L’economia circolare potrebbe essere la quadratura del cerchio della sostenibilità: i rifiuti diventano risorse e se l’energia usata nei processi è rinnovabile l’impatto ambientale è molto ridotto. E l’Europa sotto a questo profilo potrebbe fare sistema.
Secondo il Centro Studi Intesa Sanpaolo già solo la bioeconomia – settore nel quale le risorse arrivano dalle coltivazioni, che per essere veramente sostenibili non devono essere in competizione con il settore alimentare – vale ora più di duemila miliardi di euro e ha circa 22 milioni di occupati. Non stupisce pertanto che l’Europa guardi con molto interesse a questi ambiti: qualche tempo fa ha varato un pacchetto di misure chiamato “Circular Economy Package” che prevede stanziamenti importanti destinati agli stati membri.
1.150 milioni di euro saranno gestiti direttamente dall’Unione Europea, poi ci sono 5.500 milioni di fondi strutturali per le regioni. Tutto ciò, secondo Bruxelles, oltre a ridurre le emissioni climalteranti di CO2 al 2030, dovrebbe creare un milione di posti di lavoro e il 7% di crescita aggiuntiva del Pil continentale.

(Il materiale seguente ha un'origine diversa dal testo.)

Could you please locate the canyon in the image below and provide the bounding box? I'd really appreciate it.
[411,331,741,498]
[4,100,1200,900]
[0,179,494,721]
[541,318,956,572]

Per quanto riguarda l’effetto leva, secondo le stime dell’Unione Europea per ogni euro investito nell’economia circolare al 2025 dovrebbe prodursi un valore di dieci euro; si tratta di un obiettivo che non si potrà conseguire senza le materie prime: i rifiuti. Ed è anche in questa chiave che vanno analizzati quelli che sono gli obiettivi dell’Unione Europea in merito. Il riciclo dei rifiuti dovrà essere, per gli Stati Membri, del 65% al 2025 e del 75% al 2030, mentre le percentuali relative ai rifiuti urbani saranno rispettivamente del 60% e del 70% e quelle specifiche per gli imballaggi del 70% e dell’80%.
E si noti che l’Europa parla di riciclo e non di raccolta differenziata, due tematiche che non devono essere confuse.
Attraverso l’obiettivo del ‘riciclo’, infatti, Bruxelles vuole conoscere l’effettiva quantità di materia rimessa in circolo, non quella raccolta. Le istituzioni europee vogliono essere certe che il cerchio dell’economia circolare si chiuda sul serio. Se ci si fermasse solo agli obiettivi della raccolta differenziata, infatti, non avremmo sicurezze su ciò che succede dopo.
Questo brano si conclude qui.